Microsoft has launched a new website to "tell the untold story" of something it believes changed the history of Windows security and indeed Microsoft itself - the Software Development Lifecycle or plain 'SDL' for short.
For those who have never heard of the SDL, or don't have the remotest idea why it might be important, the new site offers some refreshingly candid insights to change their minds.
Without buying into the hype, the SDL can still fairly be described as the single initiative that saved Redmond's bacon at a moment of huge uncertainty in 2002 and 2003. Featuring video interviews with some of its instigators and protagonists, the new site offers outsiders a summary of how and why Microsoft decided to stop being a software firm and become a software and security firm in order to battle the malware that was suddenly smashing into its software.

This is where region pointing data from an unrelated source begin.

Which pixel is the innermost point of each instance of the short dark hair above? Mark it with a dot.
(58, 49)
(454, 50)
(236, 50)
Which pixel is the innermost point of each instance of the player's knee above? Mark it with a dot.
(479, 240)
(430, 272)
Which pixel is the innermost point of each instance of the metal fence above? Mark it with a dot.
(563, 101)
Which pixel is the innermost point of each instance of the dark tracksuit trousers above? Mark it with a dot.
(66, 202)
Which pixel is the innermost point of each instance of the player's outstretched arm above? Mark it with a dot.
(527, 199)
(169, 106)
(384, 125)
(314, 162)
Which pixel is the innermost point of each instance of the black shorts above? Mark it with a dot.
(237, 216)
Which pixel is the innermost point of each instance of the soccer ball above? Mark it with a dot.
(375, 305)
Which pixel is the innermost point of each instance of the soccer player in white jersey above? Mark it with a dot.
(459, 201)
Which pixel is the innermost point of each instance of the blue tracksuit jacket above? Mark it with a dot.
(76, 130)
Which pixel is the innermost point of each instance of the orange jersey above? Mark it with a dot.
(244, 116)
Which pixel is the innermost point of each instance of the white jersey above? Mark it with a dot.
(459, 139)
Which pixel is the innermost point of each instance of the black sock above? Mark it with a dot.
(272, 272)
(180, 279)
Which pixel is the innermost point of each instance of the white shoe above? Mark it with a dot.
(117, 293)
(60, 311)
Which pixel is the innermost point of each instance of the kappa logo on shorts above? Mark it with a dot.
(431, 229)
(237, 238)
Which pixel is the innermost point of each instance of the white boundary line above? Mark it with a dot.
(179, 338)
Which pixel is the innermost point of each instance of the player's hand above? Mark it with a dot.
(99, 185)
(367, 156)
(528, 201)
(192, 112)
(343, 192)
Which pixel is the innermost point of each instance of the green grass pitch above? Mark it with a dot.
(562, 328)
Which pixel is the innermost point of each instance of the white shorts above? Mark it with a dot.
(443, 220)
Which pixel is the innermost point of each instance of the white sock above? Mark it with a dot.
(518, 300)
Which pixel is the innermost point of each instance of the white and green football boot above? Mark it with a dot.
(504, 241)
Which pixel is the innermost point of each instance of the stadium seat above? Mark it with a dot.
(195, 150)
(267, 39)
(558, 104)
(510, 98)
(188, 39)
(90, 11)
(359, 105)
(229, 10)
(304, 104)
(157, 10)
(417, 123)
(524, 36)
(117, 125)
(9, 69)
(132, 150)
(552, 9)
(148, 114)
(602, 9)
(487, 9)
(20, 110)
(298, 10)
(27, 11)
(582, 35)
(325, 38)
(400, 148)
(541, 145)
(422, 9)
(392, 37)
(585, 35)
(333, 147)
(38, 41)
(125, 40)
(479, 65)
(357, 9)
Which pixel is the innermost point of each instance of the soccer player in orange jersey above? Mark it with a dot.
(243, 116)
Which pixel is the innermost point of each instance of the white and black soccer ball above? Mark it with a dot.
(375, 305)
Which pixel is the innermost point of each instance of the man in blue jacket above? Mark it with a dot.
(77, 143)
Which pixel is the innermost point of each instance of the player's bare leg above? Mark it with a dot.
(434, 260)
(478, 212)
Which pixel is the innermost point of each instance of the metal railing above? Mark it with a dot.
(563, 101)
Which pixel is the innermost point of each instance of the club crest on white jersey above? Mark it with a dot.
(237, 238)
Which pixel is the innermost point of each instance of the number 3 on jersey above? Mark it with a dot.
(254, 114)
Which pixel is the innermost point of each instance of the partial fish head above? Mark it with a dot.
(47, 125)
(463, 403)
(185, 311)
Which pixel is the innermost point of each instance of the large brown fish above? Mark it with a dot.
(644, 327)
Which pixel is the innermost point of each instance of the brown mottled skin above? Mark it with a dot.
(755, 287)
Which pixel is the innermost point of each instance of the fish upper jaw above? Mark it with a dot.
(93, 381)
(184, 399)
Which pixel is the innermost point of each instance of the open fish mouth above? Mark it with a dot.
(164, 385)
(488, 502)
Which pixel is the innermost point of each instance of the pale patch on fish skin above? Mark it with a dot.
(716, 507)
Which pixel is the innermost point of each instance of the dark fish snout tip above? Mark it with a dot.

Few outside the firm knew of the crisis unfolding inside its campus but not everyone was surprised. Microsoft now traces the moment the penny dropped to the early hours of a summer morning in 2001, only weeks before it was due to launch Windows XP to OEMs.
"It was 2 a.m. on Saturday, July 13, 2001, when Microsoft's then head of security response, Steve Lipner, awoke to a call from cybersecurity specialist Russ Cooper. Lipner was told a nasty piece of malware called "Code Red" was spreading at an astonishing rate. Code Red was a worm a malicious computer program that spreads quickly by copying itself to other computers across the Internet. And it was vicious."
Others arrived in the following two years; the Blaster worm, Nimda, Code Red II, MyDoom, Sasser, and on and on. To a world and a Microsoft not used to the notion of malware being a regular occurrence, this was all a big shock.
By January 2002, with attacks on its baby XP humbling the biggest software firm on earth, Bill Gates sent his famous Trustworthy Computing (TwC) memo to everyone at Microsoft. From now on, security was going to be at the root of everything and so help us God.
That turned into the SDL, and it was given priority one to the extent that it took over the whole 8,500-person Windows development team for much of that year and the next. Its ambition was to completely change the way Microsoft made software so that as few programming errors were made that had to be fixed once customers were involved; "security could not continue to be a retroactive exercise."
Users had also started complaining. Loudly.
"I remember at one point our local telephone network struggled to keep up with the volume of calls we were getting. We actually had to bus in engineers," the site quotes its security VP Matt Thomlinson as saying.